Discouraging women from working outside the home is surely not an appropriate goal for tax policy. But that may just be the motivation behind the Harper government’s plan to introduce “income splitting” for families — an expensive tax gift to traditional families with one breadwinner and a stay at home spouse.

The gift is already proving costly to Conservative party unity. The Harper government’s own finance minister is speaking out against the policy that would deprive the treasury of tax revenues while benefitting mainly big earners.

But Minister Jim Flaherty is up against social conservatives in Tory ranks who built income splitting into the party’s platform….

Pushed from far-right fringe

REAL Women of Canada is an avowedly conservative women’s movement that has led the charge for family income splitting since at least the mid 1990s. They are a profoundly anti-feminist organization that also supports anti-union laws, and oppose public child care, abortion and same-sex marriage.

In a 2012 pamphlet titled “The Importance of the Family,” REAL women argue the case for tax changes to support the traditional family with a stay at home spouse, usually a woman.

“Although there are serious financial disadvantages to single-income families, ie. decreased disposable income, there are, nonetheless, some important emotional and sociological advantages for such families, and, in the long-run, for society. That is, when one partner (either the mother or father) is the sole provider, energy can be directed by the other partner to full-time parenthood. This allows for complete attention towards the nurturing of the children and assists the family by creating values, faith and traditions, which are more readily achieved by this close family arrangement. Healthy families ensure the future of mankind.”

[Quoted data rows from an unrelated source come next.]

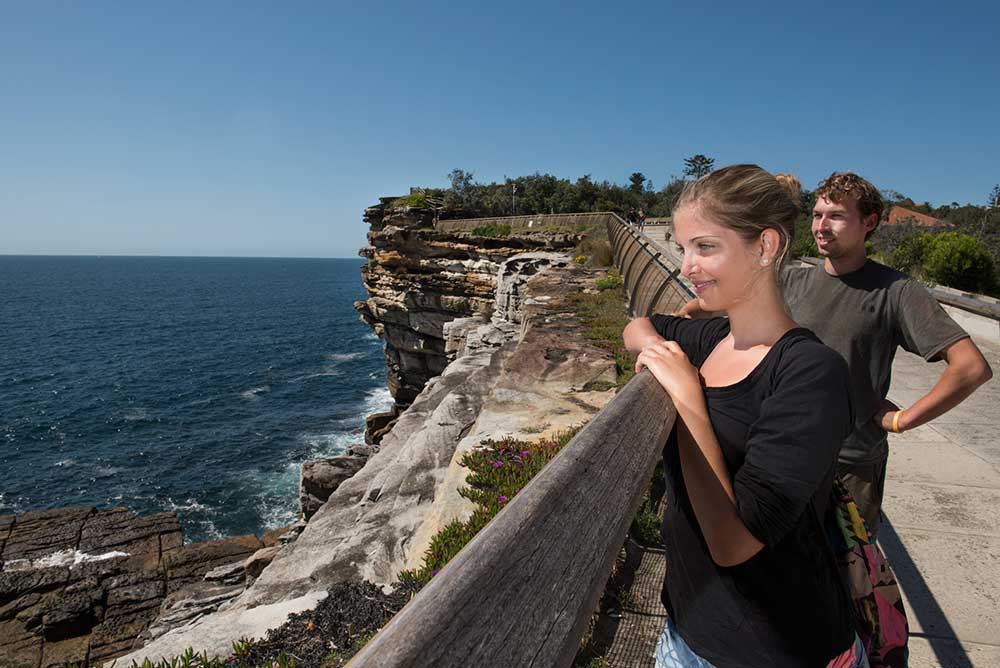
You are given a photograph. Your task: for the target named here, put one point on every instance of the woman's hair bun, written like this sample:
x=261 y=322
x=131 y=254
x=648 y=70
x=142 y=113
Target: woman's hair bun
x=792 y=186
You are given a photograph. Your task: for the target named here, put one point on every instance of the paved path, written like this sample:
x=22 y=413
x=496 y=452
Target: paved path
x=942 y=504
x=942 y=536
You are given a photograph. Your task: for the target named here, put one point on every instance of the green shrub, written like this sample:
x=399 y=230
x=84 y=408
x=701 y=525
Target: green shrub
x=611 y=281
x=498 y=471
x=604 y=316
x=492 y=230
x=415 y=200
x=961 y=262
x=908 y=255
x=598 y=252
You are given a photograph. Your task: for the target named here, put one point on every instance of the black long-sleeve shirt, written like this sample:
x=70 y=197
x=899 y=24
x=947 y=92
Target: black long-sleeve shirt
x=780 y=430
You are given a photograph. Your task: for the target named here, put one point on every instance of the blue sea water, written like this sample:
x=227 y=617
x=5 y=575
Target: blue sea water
x=197 y=385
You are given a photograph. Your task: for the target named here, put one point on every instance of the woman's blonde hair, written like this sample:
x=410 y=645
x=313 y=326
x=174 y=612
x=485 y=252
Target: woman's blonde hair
x=748 y=200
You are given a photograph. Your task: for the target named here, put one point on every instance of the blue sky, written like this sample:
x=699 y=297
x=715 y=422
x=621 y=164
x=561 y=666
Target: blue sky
x=265 y=129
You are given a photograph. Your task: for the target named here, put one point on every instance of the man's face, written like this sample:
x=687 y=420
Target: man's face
x=839 y=229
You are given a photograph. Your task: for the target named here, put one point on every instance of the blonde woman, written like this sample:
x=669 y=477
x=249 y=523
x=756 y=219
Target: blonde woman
x=762 y=408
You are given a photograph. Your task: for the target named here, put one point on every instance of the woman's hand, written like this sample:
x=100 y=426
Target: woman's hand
x=671 y=367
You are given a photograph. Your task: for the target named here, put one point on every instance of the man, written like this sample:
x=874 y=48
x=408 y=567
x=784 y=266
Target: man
x=865 y=311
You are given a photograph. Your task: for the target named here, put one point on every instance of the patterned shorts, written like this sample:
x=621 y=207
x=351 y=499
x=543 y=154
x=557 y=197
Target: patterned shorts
x=673 y=652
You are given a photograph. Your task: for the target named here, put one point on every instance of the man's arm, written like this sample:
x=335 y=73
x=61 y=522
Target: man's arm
x=967 y=369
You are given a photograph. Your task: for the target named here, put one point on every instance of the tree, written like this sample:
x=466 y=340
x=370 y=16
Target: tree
x=698 y=165
x=461 y=185
x=637 y=182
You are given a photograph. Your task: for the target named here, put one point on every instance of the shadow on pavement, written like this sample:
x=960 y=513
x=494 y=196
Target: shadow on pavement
x=933 y=621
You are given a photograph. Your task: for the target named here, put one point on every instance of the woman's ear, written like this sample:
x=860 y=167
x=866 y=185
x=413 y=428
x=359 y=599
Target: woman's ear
x=770 y=243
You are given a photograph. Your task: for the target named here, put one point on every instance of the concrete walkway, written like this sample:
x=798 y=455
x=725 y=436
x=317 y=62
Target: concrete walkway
x=941 y=534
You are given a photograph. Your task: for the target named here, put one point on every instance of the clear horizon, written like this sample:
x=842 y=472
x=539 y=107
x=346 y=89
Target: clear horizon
x=252 y=130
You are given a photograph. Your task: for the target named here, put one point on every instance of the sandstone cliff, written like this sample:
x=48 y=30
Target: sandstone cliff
x=418 y=278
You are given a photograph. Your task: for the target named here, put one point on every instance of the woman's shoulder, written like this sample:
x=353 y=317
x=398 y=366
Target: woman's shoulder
x=696 y=337
x=801 y=352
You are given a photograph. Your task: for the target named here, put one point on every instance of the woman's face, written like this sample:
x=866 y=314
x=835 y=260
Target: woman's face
x=722 y=266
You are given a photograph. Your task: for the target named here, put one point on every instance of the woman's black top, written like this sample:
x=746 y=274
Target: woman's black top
x=780 y=430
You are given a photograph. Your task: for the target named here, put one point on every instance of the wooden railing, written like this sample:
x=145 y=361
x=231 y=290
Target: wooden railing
x=522 y=592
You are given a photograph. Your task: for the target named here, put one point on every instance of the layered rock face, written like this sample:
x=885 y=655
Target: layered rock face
x=527 y=371
x=78 y=585
x=419 y=278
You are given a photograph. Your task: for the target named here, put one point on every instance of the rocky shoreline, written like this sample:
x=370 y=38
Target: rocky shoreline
x=481 y=343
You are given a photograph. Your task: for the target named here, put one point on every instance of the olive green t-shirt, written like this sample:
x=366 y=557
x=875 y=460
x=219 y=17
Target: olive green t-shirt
x=864 y=316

British Columbia-based Focus on the Family Canada has also taken the lead in advocacy of tax measures to support the traditional family. They have links to the major American evangelical Christian organization of the same name and, according to journalist Marci Macdonald, received $1.6 million in services from the larger American organization between 2003 and 2006.

Focus on the Family Canada’s mission is to “encourage and strengthen the Canadian family through education and resources based on Christian principles”; and its guiding principles include the preeminence of evangelism, the permanence of marriage, and the sanctity of human life. Like REAL Women of Canada, Focus on the Family Canada has opposed a publicly delivered national child care program, same-sex marriage, and gay rights in general (including the right of gay couples to adopt children.) It is anti abortion and promotes spanking in the interests of child discipline….

But the social and religious conservatives are less interested in promoting real choices than in promoting a traditional family model in which women are expected to stay at home for extended periods to care for children. That is why they not only call for tax measures to subsidize stay at home parenting, but also oppose government spending on badly needed childcare services.

And that is likely why Finance Minister Flaherty exposed a rift in his Conservative Party when he said of income splitting: “I’m not sure that overall it benefits our society.”

No it doesn’t. Canadian families deserve better.